Assim, indubitavelmente, os pressupostos da prisão preventiva se

encontram presentes, porquanto pacífico é o entendimento nesta Corte Superior de que

não há constrangimento ilegal quando a segregação provisória é decretada em razão

do modus operandi com que o delito fora praticado (RHC n. 96.834/MS, Ministro

impedir a reiteração criminosa delitiva (HC n. 482.292/MG, Ministro Reynaldo Soares da Fonseca, Quinta Turma, DJe 14/2/2019).

Quanto ao mais, em especial no que se refere à situação do agravante e o advento da pandemia de Covid-19, não há comprovação do quanto alegado na impetração, pois o fato de o réu constar em lista avulsa (fl. 272), sem qualquer indicação de quem a produziu, dos apenados que usam medicamento para hipertensão, por si só, não comprova que ele se encontra no grupo de risco.

Ao contrário, segundo a decisão acima transcrita, trata-se de indivíduo jovem, sem qualquer comorbidade sequer alegada, quanto mais comprovada (fl. 28). Além disso, segundo o Magistrado de piso, a Penitenciária de Coxim/MS disponibiliza atendimento médico aos internos e, ao que parece, adotou todas as providências pertinentes para prevenção e higiene dos presos.

Sobre o tema, tão atual, convém lembrar as palavras do Ministro Rogerio Schietti Cruz, para quem a crise do novo coronavírus deve ser sempre levada em conta na análise de pleitos de libertação de presos, mas, ineludivelmente, não é um passe livre para a liberação de todos, pois ainda persiste o direito da coletividade em ver preservada a paz social, a qual não se desvincula da ideia de que o sistema de justiça penal há de ser efetivo, de sorte a não desproteger a coletividade contra os ataques mais graves aos bens juridicamente tutelados na norma penal (HC n. 567.408/RJ, DJe 23/3/2020).

Nesse contexto, reitero o meu entendimento no sentido de que não se aplica à hipótese a Recomendação n. 62/2020 do Conselho Nacional de Justiça, porquanto, além de se tratar de crime cometido com violência extremada, as instâncias ordinárias afirmaram que o réu não faz parte do grupo de risco e a defesa não logrou demonstrar qualquer situação excepcional, que aumente as chances de contaminação pela Covid-19, no estabelecimento prisional onde se encontra.

Ante o exposto, nego provimento ao agravo regimental.

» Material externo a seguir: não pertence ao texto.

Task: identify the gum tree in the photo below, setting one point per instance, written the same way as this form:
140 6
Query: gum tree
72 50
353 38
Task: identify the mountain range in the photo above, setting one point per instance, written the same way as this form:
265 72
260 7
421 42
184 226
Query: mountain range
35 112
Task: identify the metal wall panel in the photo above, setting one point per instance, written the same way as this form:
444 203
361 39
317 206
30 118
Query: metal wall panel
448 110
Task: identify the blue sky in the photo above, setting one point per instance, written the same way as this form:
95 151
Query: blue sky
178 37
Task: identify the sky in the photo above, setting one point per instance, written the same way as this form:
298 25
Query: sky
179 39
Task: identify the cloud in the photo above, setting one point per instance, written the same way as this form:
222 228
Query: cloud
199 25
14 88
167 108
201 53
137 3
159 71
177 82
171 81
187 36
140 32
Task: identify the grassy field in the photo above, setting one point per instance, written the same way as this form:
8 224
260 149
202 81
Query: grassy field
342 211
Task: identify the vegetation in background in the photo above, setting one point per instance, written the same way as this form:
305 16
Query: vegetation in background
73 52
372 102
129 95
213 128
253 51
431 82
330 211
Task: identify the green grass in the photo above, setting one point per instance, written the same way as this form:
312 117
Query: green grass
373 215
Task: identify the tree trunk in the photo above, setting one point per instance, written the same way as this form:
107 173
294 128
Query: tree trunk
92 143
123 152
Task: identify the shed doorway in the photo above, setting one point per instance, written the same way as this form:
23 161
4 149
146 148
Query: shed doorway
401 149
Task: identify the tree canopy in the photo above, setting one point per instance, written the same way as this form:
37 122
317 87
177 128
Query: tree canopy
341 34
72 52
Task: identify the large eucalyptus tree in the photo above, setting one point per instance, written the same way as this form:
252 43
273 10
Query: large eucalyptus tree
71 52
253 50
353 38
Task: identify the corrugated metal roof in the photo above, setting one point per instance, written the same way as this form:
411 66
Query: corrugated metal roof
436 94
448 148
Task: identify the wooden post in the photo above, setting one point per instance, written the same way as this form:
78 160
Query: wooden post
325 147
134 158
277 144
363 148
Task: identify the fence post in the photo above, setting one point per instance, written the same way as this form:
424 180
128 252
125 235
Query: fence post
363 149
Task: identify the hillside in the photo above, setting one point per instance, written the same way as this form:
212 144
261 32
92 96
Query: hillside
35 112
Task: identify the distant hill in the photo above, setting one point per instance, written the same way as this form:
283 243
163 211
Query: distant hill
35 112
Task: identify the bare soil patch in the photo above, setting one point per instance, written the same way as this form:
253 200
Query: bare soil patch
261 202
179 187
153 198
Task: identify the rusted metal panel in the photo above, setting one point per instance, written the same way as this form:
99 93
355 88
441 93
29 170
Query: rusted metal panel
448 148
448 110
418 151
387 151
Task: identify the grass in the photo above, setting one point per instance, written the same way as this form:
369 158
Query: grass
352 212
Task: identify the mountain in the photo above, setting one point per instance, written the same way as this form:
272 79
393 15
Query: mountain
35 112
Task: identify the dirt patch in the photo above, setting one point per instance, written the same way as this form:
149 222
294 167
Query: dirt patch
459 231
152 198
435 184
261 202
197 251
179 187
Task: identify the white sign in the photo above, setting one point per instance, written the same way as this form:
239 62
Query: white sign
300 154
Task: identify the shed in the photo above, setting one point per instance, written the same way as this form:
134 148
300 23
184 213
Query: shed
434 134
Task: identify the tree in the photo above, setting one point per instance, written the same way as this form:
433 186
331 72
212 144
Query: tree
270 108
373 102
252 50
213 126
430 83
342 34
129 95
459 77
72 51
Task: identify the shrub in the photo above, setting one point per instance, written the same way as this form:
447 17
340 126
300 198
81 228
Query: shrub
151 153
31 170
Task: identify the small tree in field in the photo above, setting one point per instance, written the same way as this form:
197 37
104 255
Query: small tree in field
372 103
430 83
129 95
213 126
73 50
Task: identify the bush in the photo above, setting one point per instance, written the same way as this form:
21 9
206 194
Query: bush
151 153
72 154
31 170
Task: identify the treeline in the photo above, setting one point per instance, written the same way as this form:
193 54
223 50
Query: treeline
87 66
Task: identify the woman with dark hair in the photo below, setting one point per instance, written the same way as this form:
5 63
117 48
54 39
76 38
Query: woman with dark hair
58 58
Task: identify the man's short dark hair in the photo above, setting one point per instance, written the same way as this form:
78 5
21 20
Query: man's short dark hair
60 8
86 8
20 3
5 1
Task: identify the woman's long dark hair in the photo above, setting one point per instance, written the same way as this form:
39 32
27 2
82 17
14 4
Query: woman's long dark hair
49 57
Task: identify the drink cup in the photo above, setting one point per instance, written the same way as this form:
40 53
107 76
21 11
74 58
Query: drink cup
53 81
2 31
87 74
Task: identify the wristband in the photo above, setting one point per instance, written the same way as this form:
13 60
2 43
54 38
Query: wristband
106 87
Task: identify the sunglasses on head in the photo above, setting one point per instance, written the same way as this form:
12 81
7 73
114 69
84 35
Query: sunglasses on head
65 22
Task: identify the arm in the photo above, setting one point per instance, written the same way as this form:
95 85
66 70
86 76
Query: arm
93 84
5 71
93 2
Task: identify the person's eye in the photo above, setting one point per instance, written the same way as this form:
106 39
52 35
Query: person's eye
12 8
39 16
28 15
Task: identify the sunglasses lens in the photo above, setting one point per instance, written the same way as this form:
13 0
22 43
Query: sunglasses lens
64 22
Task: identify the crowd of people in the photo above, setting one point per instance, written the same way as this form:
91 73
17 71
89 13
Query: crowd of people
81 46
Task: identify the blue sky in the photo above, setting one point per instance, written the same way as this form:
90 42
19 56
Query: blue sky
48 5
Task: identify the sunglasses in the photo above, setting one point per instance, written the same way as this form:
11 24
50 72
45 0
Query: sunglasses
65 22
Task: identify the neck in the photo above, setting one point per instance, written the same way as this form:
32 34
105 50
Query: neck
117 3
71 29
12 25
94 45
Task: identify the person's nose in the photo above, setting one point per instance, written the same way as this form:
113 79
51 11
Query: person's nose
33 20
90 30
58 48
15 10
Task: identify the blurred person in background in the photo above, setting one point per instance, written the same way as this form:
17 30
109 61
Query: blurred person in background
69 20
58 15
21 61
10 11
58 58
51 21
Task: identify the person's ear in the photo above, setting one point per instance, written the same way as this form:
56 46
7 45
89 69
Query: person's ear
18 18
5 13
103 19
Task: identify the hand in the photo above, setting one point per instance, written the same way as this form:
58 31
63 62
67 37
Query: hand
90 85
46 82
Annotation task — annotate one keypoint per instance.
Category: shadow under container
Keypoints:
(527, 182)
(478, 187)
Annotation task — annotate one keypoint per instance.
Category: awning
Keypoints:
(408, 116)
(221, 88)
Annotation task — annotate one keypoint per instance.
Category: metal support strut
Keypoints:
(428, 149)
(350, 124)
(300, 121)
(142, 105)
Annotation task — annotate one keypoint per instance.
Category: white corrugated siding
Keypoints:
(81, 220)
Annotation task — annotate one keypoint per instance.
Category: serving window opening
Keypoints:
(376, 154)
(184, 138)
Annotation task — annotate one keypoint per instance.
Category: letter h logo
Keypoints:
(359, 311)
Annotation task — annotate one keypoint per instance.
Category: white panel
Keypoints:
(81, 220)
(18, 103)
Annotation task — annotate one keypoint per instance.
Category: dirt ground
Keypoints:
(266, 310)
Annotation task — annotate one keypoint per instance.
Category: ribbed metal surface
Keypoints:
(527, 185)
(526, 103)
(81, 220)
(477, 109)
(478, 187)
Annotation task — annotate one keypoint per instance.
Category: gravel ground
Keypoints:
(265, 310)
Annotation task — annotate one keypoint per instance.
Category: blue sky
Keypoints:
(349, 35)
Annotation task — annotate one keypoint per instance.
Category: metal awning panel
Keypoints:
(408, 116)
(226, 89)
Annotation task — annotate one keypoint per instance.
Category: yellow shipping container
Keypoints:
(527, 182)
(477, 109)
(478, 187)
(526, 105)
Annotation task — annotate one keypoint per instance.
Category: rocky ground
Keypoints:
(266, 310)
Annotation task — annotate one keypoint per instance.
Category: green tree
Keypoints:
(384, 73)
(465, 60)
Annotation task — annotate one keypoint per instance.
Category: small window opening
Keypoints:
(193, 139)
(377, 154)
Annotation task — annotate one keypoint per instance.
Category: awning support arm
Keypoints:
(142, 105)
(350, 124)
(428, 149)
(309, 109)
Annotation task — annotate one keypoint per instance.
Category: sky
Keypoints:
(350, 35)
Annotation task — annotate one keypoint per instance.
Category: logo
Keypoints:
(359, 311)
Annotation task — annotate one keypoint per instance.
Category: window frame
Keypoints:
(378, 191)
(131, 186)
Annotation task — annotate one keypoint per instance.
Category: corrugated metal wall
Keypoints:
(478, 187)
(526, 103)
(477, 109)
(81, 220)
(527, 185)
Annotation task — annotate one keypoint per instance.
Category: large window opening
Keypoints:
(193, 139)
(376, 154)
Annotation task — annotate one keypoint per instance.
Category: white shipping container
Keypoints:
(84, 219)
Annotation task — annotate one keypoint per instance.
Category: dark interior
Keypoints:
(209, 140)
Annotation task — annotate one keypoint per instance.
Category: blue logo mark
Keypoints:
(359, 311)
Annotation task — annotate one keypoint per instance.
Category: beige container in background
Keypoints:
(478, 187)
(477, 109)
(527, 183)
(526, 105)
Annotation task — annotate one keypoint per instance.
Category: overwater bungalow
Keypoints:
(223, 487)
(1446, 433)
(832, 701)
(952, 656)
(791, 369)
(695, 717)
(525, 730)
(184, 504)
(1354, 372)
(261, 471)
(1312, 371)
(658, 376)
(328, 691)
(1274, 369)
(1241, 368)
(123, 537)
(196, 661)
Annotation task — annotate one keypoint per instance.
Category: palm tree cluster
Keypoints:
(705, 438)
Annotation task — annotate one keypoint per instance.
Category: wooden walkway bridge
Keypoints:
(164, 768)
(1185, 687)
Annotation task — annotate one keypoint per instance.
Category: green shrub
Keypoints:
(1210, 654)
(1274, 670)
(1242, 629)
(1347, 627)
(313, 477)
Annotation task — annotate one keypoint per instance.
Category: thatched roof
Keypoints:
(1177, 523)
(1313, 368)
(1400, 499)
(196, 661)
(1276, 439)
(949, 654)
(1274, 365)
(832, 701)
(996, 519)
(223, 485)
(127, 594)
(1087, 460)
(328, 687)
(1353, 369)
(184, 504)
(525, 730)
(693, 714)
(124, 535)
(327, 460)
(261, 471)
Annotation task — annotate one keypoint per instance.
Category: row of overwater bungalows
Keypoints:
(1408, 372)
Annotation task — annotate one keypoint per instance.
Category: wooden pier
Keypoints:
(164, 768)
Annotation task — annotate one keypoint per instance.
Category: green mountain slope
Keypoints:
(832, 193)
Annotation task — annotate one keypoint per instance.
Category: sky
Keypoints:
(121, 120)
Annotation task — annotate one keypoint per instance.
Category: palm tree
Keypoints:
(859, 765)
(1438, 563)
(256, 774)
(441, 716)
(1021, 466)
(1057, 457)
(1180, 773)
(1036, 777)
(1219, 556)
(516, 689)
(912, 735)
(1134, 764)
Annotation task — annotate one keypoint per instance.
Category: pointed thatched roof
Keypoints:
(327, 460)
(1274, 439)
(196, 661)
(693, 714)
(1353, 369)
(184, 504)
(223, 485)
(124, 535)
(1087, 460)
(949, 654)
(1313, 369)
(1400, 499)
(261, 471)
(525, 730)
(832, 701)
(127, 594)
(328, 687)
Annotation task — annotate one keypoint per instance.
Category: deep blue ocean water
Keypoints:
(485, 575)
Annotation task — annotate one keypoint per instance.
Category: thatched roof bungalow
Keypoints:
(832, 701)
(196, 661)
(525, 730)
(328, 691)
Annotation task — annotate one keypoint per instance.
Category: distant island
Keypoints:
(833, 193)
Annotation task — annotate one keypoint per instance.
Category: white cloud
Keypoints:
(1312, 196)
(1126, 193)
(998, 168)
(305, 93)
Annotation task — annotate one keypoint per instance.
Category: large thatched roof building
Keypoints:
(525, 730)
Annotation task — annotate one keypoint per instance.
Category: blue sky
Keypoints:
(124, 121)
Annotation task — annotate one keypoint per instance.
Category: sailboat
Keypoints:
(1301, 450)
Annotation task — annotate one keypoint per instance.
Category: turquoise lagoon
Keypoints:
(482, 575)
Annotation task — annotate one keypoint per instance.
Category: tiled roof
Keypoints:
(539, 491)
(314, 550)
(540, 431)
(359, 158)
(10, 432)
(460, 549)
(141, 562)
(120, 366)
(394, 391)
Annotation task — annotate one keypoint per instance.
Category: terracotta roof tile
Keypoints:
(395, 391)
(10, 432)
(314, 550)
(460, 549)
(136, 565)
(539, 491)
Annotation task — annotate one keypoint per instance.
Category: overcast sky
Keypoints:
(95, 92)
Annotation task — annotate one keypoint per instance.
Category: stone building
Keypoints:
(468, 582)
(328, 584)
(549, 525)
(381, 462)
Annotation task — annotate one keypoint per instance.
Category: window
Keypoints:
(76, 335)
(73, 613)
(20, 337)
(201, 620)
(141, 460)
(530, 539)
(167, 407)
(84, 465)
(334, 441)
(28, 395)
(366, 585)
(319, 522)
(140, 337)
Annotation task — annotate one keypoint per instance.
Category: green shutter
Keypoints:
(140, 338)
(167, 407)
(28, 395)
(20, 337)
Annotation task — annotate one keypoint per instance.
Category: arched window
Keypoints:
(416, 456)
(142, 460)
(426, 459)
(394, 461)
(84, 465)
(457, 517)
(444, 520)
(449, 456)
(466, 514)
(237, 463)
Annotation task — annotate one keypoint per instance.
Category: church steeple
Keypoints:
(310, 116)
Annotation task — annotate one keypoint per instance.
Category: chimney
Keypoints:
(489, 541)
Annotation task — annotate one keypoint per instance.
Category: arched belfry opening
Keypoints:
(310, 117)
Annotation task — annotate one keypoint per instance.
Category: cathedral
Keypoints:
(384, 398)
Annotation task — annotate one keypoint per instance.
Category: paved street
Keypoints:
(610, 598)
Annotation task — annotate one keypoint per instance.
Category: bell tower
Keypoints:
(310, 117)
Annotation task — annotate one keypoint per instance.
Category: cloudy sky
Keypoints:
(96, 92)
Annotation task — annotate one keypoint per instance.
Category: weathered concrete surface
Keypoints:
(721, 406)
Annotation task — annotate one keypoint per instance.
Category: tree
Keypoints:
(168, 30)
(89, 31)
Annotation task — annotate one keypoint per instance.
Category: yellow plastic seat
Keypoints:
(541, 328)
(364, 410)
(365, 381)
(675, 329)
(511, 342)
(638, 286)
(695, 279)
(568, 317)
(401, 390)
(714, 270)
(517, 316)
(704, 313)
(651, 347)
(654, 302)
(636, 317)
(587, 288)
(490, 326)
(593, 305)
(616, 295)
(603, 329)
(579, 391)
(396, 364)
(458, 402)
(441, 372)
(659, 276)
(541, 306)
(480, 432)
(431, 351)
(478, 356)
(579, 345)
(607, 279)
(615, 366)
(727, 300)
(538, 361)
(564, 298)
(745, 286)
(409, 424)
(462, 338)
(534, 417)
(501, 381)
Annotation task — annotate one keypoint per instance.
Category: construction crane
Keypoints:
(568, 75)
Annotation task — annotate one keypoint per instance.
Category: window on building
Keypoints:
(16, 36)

Superior Tribunal de Justiça

CERTIDÃO DE JULGAMENTO

SEXTA TURMA

AgRg no

Número Registro: 2020/0125538-0 HC 584.809 / MS

MATÉRIA CRIMINAL

Números Origem: 00014134420198120011 082019000923040 1403336720208120000

14134420198120011 82019000923040

EM MESA JULGADO: 18/08/2020

Relator

Exmo. Sr. Ministro SEBASTIÃO REIS JÚNIOR

Presidente da Sessão

Exmo. Sr. Ministro ANTONIO SALDANHA PALHEIRO

Subprocuradora-Geral da República

Exma. Sra. Dra. LUIZA CRISTINA FONSECA FRISCHEISEN

Secretário

Bel. ELISEU AUGUSTO NUNES DE SANTANA

AUTUAÇÃO

IMPETRANTE : DEFENSORIA PÚBLICA DO ESTADO DE MATO GROSSO DO SUL

ADVOGADOS : DEFENSORIA PÚBLICA DO ESTADO DE MATO GROSSO DO SUL CHRISTIANE MARIA DOS SANTOS PEREIRA JUCA INTERLANDO -MS005372

IMPETRADO : TRIBUNAL DE JUSTIÇA DO ESTADO DE MATO GROSSO DO SUL

PACIENTE : AGNALDO DOS SANTOS MIRANDA (PRESO)

INTERES. : MINISTÉRIO PÚBLICO DO ESTADO DE MATO GROSSO DO SUL

ASSUNTO: DIREITO PENAL - Crimes contra a vida - Homicídio Qualificado

AGRAVO REGIMENTAL

AGRAVANTE : AGNALDO DOS SANTOS MIRANDA (PRESO)

ADVOGADOS : DEFENSORIA PÚBLICA DO ESTADO DE MATO GROSSO DO SUL CHRISTIANE MARIA DOS SANTOS PEREIRA JUCA INTERLANDO -MS005372

AGRAVADO : MINISTÉRIO PÚBLICO FEDERAL

AGRAVADO : MINISTÉRIO PÚBLICO DO ESTADO DE MATO GROSSO DO SUL

IMPETRADO : TRIBUNAL DE JUSTIÇA DO ESTADO DE MATO GROSSO DO SUL

CERTIDÃO

Certifico que a egrégia SEXTA TURMA, ao apreciar o processo em epígrafe na sessão realizada nesta data, proferiu a seguinte decisão:

A Sexta Turma, por unanimidade, negou provimento ao agravo regimental, nos termos do voto do Sr. Ministro Relator.

Os Srs. Ministros Rogerio Schietti Cruz, Nefi Cordeiro, Antonio Saldanha Palheiro e Laurita Vaz votaram com o Sr. Ministro Relator.